Built-in proxy quickstart

Built-in proxy quickstart

This page helps you get familiar with the Memcached built-in proxy by guiding you through the following tasks:

  • Build Memcached with its proxy features enabled.
  • Download the Lua library that the proxy requires for common tasks.
  • Set up a minimal proxy configuration file that lets the proxy use two Memcached servers as its backend.
  • Run this proxy-based Memcached architecture, and observe the proxy at work by connecting to it and querying it.

For a general overview of the Memcached built-in proxy, see Built-in proxy.

Before you begin

Make sure that your machine has the necessary development tools and libraries to build Memcached from source. These requirements are probably available from your operating system’s package manager.
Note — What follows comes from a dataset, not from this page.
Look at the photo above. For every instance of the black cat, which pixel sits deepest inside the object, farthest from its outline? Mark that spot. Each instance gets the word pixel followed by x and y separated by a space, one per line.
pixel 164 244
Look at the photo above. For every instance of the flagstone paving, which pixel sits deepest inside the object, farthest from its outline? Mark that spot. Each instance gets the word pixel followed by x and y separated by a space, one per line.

For example, on Debian, you can satisfy these requirements by having the following packages installed:

  • gcc
  • make
  • libevent-dev

The steps on this page guide you though launching three Memcached servers on TCP ports 11211, 11212, and 11213. If you already have Memcached services running on those ports and you don’t want to disrupt them, then you should take either of these additional steps:

  • Substitute different port numbers for this tutorial.
  • Run this tutorial as written on a different machine that isn’t running Memcached.

Download and build the proxy

Because the Memcached built-in proxy is a non-default, compile-time configuration option, the proxy is available as a Memcached feature only if you build Memcached from source. To do this, follow these steps:

  1. Download the latest Memcached release tarball:

    wget https://memcached.org/latest
  2. Unzip and untar the tarball, then change your working directory to the source directory:

    tar xzvf memcached-VERSION.tar.gz
    
    cd memcached-VERSION

    Replace VERSION with the version number in the tarball that you downloaded in the previous step.

  3. Configure the Memcached build process to enable the built-in proxy:

    ./configure --enable-proxy
  4. Build and test Memcached:

    make
    
    make test

    If you encounter errors related to missing tools or libraries, make sure that your system has the development packages that you need to build Memcached from source. For more information, see “Before you begin”, earlier on this page.

    Note: For the sake of simplicity and easier cleanup, this quick-start guide doesn’t include a make install step. If you want to install the proxy-enabled Memcached on this machine, then you can do as a final step at the end of this guide.

Configure the proxy

To create a minimal proxy configuration file named config.lua, run the following command:

echo 'pools{
    quickstart_pool = {
        backends = {
            "127.0.0.1:11212",
        }
    },
    fallback = {
        backends = {
            "127.0.0.1:11213",
        }
    }
}

routes{
    map = {
        quickstart = route_direct{
            child = "quickstart_pool",
        },
    },
    default = route_direct{ child = "fallback" }
}' > config.lua

Set up and run the proxied Memcached servers

  1. Using the binary that you built in a previous step, launch two ordinary Memcached cache servers, running on TCP ports 11212 and 11213:

    ./memcached -l localhost -p 11212 &
    
    ./memcached -l localhost -p 11213 &
  2. Launch a third Memcached server in proxy mode, by specifying the proxy-specific configuration file that you created, in previous steps:

    ./memcached -l localhost -p 11211 -o proxy_config=routelib,proxy_arg=config.lua &

Connect to and use the proxy

  1. Connect to the proxy and set a variable:

    telnet localhost 11211
    set quickstart/data 0 0 6
    Hello!

    The Memcached proxy responds with STORED.

  2. Fetch the data again:

    get quickstart/data

    The Memcached proxy responds with the following:

    Hello!
    END
  3. Terminate the Telnet session:

    1. Press Ctrl + ].

    2. At the telnet> prompt, enter quit.

At this point, you can optionally connect to the two Memcached backend servers by connecting to ports 11212 and 11213 and running the command get quickstart/data on both. One of the two servers returns the value Hello!. That server is the one that the proxy chose as the backend to store the data under the quickstart/data key.

Clean up

When you are finished with this tutorial, you can stop the three Memcached processes that you launched in the previous steps. You can do this by repeatedly running fg then pressing ctrl-c until all instances are stopped.

Because this quickstart didn’t have you install the Memcached software that you built, you can clean up by deleting the source directory that you downloaded.

If you want to keep the Memcached software that you built with the proxy features enabled, then you can install it through one of these methods:

  • Install Memcached in the default location on your file system, such as /usr/local/bin, by running sudo make install.

  • Manually copy or move the memcached binary to the location of your choice.